Flying Lotus is everywhere. If not creating a track for the out-of-nowhere Rick Rubin Star Wars album, having a hand in any number of projects stemming from the ultra hip Brainfeeder LA collective, or sharing new work on an 8-minute film at Sundance, you might catch him at his day job; playing a show.
In this case, Flying Lotus appeared on Grammys eve eve as part of a free show for the Converse Rubber Tracks Live music series that originally launched in Brooklyn in 2012.
Steven Ellison aka, Flying Lotus, was summoned to the stage by an anxious crowd. “FlyLo” chants bounced around the Teragram Ballroom in the minutes before his hometown show. Lotus pulled no punches upon arrival as he revealed that there wasn’t a planned setlist; he flat out asked everyone which songs to play. And so it began.

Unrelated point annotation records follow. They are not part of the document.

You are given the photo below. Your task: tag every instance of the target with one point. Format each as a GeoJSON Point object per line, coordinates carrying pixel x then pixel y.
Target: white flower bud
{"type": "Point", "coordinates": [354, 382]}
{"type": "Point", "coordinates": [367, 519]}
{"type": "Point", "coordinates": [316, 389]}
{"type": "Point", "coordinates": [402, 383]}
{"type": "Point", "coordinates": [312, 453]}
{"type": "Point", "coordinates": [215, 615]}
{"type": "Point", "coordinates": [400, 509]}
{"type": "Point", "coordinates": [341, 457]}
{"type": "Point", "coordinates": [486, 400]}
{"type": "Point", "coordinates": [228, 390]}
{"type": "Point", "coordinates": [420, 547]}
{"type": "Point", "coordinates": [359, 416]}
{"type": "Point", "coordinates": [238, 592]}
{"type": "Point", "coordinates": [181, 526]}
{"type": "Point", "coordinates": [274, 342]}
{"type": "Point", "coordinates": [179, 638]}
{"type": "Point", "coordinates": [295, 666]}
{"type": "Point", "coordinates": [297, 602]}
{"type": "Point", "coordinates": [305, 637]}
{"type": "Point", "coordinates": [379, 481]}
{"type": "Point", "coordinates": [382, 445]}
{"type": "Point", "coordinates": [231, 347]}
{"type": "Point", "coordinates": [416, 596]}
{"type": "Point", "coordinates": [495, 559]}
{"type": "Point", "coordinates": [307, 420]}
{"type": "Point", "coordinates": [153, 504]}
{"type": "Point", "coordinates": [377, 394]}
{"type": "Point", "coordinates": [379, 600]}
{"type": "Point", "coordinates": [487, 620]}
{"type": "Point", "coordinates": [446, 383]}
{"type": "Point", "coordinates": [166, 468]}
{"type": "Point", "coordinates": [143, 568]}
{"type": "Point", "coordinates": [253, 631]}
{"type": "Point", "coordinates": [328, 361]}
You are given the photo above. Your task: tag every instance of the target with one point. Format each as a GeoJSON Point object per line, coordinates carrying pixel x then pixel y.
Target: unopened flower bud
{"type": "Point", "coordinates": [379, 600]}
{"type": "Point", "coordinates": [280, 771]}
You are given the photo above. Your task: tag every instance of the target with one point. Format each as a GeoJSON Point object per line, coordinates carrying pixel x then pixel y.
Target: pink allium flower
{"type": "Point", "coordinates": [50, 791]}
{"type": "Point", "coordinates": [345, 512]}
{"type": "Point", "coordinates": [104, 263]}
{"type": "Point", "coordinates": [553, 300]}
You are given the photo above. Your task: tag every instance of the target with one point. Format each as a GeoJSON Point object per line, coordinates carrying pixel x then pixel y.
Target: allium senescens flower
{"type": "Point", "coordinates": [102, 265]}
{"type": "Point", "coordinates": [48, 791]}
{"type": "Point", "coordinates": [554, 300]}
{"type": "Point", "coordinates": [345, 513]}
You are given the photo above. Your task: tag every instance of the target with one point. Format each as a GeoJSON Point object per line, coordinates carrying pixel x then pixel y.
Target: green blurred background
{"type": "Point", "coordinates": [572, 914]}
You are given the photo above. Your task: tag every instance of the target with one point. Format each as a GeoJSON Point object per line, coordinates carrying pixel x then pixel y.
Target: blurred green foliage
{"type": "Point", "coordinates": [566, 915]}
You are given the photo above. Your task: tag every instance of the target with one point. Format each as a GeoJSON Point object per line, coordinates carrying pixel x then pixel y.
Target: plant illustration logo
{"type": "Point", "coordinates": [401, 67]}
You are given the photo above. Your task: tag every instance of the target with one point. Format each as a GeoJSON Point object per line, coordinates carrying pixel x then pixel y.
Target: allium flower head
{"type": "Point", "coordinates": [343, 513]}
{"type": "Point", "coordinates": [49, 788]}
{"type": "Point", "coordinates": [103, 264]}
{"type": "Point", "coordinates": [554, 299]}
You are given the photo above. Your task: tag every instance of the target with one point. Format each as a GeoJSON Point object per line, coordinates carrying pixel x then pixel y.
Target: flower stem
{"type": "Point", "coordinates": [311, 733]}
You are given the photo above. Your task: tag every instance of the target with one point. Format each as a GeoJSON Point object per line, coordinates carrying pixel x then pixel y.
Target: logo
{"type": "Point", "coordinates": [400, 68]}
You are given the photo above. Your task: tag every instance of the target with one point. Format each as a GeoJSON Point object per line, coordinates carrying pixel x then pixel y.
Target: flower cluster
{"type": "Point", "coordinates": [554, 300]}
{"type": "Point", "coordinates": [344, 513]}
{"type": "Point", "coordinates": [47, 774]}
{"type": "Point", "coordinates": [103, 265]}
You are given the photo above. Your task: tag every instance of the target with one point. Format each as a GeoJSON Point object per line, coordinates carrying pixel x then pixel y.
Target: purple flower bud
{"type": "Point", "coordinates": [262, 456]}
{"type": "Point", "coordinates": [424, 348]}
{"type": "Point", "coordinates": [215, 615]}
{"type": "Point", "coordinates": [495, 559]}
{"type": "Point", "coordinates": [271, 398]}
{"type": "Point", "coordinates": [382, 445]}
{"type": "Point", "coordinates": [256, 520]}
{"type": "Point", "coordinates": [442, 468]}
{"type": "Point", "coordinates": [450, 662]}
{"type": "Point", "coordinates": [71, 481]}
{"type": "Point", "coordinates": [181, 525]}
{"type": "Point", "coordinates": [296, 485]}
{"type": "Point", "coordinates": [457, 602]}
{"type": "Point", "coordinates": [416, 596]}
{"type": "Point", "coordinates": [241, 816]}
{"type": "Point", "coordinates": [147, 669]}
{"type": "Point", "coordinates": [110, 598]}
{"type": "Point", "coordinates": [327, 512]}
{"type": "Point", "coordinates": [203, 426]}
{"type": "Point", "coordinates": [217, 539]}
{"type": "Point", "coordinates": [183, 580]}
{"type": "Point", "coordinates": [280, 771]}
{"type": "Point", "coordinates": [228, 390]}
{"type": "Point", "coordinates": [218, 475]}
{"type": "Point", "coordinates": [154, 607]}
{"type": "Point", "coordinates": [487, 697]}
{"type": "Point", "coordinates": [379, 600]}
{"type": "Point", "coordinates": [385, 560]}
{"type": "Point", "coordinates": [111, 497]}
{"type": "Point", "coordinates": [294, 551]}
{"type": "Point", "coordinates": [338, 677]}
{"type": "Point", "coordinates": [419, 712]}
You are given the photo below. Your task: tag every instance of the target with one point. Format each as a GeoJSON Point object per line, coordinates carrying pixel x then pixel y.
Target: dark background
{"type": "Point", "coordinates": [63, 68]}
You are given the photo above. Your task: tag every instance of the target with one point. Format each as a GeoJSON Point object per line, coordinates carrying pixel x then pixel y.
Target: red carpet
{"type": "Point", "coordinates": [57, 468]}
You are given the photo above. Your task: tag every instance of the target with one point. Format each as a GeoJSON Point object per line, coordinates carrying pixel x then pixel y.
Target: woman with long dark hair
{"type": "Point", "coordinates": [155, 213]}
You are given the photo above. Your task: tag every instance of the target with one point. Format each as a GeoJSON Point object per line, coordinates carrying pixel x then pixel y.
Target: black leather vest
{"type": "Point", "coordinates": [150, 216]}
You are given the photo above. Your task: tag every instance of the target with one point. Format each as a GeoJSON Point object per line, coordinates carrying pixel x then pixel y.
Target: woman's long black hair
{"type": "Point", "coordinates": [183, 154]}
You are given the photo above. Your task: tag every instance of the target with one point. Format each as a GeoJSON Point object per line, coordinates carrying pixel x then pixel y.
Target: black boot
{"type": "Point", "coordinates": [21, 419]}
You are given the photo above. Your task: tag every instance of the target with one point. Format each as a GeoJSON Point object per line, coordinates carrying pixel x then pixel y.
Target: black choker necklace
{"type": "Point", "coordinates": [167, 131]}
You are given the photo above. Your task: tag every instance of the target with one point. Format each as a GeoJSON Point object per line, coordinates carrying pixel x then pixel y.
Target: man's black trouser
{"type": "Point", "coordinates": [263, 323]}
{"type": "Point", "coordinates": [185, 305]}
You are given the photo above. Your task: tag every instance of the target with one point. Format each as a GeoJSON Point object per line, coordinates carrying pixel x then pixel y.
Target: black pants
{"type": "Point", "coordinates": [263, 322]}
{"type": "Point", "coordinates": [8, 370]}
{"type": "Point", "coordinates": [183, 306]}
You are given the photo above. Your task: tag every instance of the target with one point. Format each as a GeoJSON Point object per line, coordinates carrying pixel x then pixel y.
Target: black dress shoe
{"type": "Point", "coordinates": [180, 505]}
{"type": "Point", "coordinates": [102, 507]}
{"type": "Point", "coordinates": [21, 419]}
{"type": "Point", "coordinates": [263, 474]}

At times jazzy and abstract, often booming and dance-inducing, the show progressed along a dreamlike arc; disparate scenes strung together without rhyme or reason, with the transition from one track to the next going virtually unnoticed in a sonic blur. One moment you are walking down the street, the next you’re speaking with your elementary school teacher in a fictional foreign country. No sense, no continuity, yet no complaints.
Early in the set, strands of the Beastie Boys’ “Intergalactic” were woven in to the mix which revved up the audience, who appeared eager to sing along with the classic.
The visual experience was mesmerizing and elegant. The crisp, colorful, and frenetic images surrounded FlyLo as if he was standing in a box of ever changing light, serving as a reminder that we live in the future. As he became tangled up in these blues, greens and reds behind the semi-transparent proscenium screen, he still managed to command the audience’s attention as if he were strutting on a catwalk.
Later, Ellison initiated a backing beat before finally emerging to the front of the stage to rap over the track. Pulled from the catalog of his alter ego Captain Murphy, “The Killing Joke” boasted via Batman and Bruce Wayne references, while deep bass notes vibrated sternums.
The rousing Lotus-Kendrick Lamar collaboration, the Grammy-nominated “Never Catch Me” from 2015’s You’re Dead! came late in the set. Its inclusion seemed to bring things full circle. Earlier in the night, following a glass-raised communal toast with the audience, FlyLo introduced a beat that he said was the first he ever sent to Kendrick in hopes of such a collaboration.
By night’s end, Flying Lotus paused to address the crowd with swagger about his two Grammy nominations. Although not bashful, he was earnest. Lotus copped to having written an acceptance speech in case of a win Monday night. But in case he didn’t, he wanted to share his message of how thankful he is for “the support of the city of Los Angeles…the beat community…the beat heads, from day one.” In this contemplative moment, he weighed what a loss might look like, cameras affixed to his face as someone else moves to accept the award. He said he wouldn’t hold back disappointment, but “either way it’s gonna be alright.”